Ces trois d’exemples de membres de la classe moyenne révèle à quel point notre monde arrive à bout de souffle. Le mode de production capitaliste, dans sa phase néolibérale, a produit un homme nouveau : l’homo economicus. Un homme qui ne se distingue plus par sa capacité d’invention, de création ou par un mouvement vital inédit, mais par l’assujettissement total de son espace-temps à l’Economie. L’homo economicus est un être qui ne vit plus qu’au profit de l’Economie. Il appartient aux classes laborieuses, qu’il soit indépendant ou salarié, il n’a plus aucun contrôle sur son activité de production. Il ne répond qu’à un seul impératif : augmenter le taux de profit accaparé par un actionnariat apatride, vorace et mouvant. Tous sont avalés par l’Economie et ses contingences.
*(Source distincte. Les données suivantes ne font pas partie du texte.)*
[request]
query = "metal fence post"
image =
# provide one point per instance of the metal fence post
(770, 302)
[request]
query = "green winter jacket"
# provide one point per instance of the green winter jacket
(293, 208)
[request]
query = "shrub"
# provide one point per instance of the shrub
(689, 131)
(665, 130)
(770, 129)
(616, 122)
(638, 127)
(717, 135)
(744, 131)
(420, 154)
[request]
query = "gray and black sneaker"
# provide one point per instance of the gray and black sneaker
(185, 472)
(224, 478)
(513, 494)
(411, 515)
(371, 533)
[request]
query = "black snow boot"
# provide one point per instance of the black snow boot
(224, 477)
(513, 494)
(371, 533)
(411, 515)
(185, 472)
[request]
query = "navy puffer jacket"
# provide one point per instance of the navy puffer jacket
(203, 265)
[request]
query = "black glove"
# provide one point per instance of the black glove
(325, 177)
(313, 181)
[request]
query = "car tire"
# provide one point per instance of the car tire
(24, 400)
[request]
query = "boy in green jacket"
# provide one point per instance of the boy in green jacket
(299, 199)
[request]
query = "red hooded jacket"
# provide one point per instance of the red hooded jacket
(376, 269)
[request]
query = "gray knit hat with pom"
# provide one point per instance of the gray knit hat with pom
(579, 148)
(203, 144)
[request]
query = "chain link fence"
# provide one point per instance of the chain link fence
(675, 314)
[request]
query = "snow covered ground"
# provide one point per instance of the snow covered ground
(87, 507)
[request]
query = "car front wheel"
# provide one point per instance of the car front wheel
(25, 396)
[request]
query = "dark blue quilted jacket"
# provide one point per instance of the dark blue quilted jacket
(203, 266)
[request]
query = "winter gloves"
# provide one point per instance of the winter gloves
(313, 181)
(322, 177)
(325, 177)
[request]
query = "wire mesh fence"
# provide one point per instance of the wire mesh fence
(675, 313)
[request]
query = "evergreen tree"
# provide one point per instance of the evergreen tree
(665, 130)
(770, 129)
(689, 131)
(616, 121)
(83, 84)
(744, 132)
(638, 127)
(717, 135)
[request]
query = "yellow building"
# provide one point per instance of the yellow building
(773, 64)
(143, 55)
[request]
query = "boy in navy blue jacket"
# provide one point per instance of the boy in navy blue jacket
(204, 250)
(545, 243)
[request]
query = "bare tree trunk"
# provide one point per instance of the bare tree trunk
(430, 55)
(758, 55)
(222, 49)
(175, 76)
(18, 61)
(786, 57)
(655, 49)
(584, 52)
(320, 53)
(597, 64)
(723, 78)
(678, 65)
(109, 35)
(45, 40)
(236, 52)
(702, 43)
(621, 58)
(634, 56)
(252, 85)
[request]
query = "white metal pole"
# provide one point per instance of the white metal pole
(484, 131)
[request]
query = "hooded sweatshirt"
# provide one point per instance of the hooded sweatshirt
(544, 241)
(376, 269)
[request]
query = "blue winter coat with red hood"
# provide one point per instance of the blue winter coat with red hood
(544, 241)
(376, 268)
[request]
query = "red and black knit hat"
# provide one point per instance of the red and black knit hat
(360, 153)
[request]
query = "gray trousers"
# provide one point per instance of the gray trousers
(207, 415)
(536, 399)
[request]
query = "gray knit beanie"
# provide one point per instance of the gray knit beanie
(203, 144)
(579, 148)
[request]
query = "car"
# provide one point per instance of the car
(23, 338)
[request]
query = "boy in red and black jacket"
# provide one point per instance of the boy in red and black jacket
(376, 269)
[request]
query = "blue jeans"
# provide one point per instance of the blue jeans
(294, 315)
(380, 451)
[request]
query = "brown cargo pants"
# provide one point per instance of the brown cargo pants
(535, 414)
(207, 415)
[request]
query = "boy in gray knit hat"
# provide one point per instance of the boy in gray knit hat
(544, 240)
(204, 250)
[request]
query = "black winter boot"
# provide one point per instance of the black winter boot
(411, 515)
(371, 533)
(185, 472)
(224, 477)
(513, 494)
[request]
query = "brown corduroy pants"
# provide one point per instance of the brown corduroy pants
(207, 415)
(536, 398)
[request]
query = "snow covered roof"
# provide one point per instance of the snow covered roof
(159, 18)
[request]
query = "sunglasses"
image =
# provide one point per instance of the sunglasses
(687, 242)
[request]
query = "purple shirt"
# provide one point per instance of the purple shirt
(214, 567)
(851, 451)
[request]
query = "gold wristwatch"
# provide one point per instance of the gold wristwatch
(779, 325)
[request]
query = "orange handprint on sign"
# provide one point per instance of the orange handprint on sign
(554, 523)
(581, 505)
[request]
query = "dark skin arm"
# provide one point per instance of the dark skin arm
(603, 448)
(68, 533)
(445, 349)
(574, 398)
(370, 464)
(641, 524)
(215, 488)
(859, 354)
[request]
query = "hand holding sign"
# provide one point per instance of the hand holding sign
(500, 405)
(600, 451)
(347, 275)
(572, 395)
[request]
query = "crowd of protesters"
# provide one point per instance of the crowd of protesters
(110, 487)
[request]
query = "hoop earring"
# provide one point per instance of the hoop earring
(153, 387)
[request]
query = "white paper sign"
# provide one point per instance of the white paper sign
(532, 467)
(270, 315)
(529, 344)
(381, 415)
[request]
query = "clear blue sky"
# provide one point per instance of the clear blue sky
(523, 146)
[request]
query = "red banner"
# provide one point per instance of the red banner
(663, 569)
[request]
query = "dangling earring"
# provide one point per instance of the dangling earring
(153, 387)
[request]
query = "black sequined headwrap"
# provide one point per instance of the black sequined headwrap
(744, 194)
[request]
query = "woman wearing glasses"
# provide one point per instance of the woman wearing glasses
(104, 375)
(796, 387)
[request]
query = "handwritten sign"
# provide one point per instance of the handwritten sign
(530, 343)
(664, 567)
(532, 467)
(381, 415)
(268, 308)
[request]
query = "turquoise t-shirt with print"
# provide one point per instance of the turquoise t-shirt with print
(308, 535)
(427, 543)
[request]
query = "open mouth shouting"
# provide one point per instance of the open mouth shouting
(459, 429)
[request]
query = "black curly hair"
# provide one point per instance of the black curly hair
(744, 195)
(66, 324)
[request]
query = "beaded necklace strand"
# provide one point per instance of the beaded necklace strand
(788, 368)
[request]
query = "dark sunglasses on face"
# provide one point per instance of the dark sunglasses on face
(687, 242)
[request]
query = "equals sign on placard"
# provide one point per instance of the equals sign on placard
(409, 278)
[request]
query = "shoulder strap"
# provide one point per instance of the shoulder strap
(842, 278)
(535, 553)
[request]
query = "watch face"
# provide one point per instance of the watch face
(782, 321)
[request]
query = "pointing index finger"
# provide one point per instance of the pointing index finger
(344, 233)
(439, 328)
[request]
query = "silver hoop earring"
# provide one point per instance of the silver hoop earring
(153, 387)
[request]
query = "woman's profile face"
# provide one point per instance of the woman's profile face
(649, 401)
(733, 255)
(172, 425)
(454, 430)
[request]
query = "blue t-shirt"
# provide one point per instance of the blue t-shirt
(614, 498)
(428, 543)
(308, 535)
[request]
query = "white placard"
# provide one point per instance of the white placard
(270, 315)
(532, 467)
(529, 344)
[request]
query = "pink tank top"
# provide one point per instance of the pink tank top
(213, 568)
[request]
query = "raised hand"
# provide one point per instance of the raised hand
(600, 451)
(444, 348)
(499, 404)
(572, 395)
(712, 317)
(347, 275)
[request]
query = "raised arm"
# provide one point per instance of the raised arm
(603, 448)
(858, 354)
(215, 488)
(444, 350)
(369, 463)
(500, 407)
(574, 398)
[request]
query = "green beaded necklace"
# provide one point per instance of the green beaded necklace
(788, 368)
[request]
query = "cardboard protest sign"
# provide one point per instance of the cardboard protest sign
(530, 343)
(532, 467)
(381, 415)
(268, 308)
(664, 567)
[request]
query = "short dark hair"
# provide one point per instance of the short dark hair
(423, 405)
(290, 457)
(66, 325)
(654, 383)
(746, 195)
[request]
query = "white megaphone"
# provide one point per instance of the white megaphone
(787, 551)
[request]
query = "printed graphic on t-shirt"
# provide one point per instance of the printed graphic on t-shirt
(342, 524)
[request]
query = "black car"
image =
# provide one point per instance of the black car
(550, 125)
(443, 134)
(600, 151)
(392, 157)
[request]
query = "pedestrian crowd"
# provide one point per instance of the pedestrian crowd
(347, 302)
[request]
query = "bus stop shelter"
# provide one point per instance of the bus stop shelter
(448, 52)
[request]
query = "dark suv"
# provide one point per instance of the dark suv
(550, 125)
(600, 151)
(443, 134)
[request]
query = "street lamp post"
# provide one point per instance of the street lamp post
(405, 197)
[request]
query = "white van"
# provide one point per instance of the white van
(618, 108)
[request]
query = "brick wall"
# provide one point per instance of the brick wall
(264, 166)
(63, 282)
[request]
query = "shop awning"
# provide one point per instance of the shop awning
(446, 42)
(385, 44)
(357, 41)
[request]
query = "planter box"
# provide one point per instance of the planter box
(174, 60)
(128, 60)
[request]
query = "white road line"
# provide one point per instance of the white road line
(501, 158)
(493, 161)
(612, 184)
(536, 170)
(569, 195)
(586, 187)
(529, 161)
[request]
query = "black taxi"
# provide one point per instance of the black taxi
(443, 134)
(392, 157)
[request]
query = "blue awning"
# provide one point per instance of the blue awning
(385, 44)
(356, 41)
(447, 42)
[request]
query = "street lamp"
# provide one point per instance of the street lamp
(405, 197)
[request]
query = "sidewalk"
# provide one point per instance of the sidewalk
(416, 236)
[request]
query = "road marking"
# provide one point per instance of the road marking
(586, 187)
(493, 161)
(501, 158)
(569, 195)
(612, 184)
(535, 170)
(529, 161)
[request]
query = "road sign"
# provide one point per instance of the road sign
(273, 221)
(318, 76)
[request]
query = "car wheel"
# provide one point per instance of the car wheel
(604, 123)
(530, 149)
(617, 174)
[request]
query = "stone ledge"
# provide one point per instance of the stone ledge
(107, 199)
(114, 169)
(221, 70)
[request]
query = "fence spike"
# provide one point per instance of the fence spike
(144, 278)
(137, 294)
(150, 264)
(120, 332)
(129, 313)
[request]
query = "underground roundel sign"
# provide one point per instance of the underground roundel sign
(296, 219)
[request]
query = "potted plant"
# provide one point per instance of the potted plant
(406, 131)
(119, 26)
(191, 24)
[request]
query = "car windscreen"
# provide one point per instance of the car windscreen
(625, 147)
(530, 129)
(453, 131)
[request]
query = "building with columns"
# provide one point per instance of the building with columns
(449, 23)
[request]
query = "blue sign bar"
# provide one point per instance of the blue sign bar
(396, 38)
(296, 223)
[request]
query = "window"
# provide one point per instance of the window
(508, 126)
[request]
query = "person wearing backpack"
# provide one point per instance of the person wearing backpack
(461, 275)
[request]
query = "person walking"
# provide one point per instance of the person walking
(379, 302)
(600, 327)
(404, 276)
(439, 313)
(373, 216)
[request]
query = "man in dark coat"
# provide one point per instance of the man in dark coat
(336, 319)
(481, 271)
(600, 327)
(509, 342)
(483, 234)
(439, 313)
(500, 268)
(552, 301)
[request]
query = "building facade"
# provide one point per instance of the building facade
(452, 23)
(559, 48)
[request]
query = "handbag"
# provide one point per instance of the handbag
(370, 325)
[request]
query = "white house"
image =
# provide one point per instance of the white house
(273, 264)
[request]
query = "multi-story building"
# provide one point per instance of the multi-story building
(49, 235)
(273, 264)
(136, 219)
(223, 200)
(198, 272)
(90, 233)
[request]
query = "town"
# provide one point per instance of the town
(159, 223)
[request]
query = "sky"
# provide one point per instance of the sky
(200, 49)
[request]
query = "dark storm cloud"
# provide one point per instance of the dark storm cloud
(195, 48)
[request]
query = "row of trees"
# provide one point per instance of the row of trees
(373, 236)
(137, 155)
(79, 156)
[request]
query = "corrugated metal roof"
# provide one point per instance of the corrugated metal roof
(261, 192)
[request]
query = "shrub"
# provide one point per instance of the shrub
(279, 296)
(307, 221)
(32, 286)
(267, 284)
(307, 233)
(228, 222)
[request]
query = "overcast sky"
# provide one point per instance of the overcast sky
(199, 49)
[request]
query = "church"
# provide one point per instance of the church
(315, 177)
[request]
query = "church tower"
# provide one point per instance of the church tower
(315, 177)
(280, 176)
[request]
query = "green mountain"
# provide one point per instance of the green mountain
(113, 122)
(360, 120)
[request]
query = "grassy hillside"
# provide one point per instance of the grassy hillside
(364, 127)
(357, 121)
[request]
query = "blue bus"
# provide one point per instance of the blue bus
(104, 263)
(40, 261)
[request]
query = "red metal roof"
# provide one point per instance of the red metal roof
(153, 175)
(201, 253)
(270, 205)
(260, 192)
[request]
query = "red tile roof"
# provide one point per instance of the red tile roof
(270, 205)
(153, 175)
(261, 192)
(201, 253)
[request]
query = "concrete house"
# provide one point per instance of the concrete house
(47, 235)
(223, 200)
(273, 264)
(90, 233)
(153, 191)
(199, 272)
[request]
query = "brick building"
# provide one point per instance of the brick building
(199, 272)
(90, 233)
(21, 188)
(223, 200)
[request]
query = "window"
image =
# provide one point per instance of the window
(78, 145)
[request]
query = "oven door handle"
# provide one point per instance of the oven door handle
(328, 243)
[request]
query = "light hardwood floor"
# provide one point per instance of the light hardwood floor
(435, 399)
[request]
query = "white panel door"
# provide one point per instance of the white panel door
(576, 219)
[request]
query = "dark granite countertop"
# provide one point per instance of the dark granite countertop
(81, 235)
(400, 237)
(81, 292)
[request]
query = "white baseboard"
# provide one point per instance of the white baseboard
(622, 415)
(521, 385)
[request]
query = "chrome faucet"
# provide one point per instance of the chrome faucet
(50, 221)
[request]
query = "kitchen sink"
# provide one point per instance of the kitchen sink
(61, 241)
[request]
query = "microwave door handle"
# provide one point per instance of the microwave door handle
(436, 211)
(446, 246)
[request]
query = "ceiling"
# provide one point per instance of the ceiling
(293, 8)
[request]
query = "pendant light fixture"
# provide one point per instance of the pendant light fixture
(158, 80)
Le capitalisme produit, en parallèle d’un niveau de richesse et de concentration du capital immense, chômage, dépressions, maladies chroniques, divorces, suicides, alcoolisme ; autant de pathologies sociales qu’il sait réinvestir à son profit : thérapies cliniques, hospitalisation, chimiothérapie, suivi médicamenteux… L’extrême plasticité du capitalisme le rend redoutable. En l’espace d’un siècle, il a étendu son emprise sur l’espace social à des degrés jamais atteints. Il colonise tout, jusqu’à l’intimité des individus.

Et pourtant, nous continuons de voir poindre, au sein de ces vies brisées, de petits éclats de beauté. On persiste à s’aimer ; on s’échappe quelques brefs instants à une existence folle pour absorber à la hâte un paysage ; humer l’odeur de l’océan. On s’accroche, lors d’une messe évangélique, au sentiment de communauté et à la croyance d’un au-delà où les petits, les gens qui ne sont rien, auront une place. On se tient droit, autant que possible, malgré les contorsions de la vie. Les besoins exprimés, au fil de ces témoignages sont d’une incroyable humilité : avoir un peu de temps pour soi et pour les siens ; gagner un salaire décent, de quoi vivre ; pouvoir être fier de son travail et de soi ; mener une vie ayant du sens. Cette dignité qui partout affleure derrière les visages striés, est l’horizon qui doit dessiner notre combat. C’est pour la dignité des faibles, et contre l’arrogance des forts, qu’il faut mener la lutte.

Pour Régis, Catherine et Jean-Philippe,

Pour tous ces hommes et toutes ces femmes que l’histoire ne retiendra jamais,

Pour tous ceux déjà fauchés par l’Economie,

Contre un mode de production qui faisant le profit de quelques-uns fait le malheur de tous,

Contre un système économique qui détruit société, environnement et écosystème,

Opposons une lutte sans relâche, une détermination vibrante, et une conviction inébranlable : un autre monde est possible et il nous revient de le bâtir.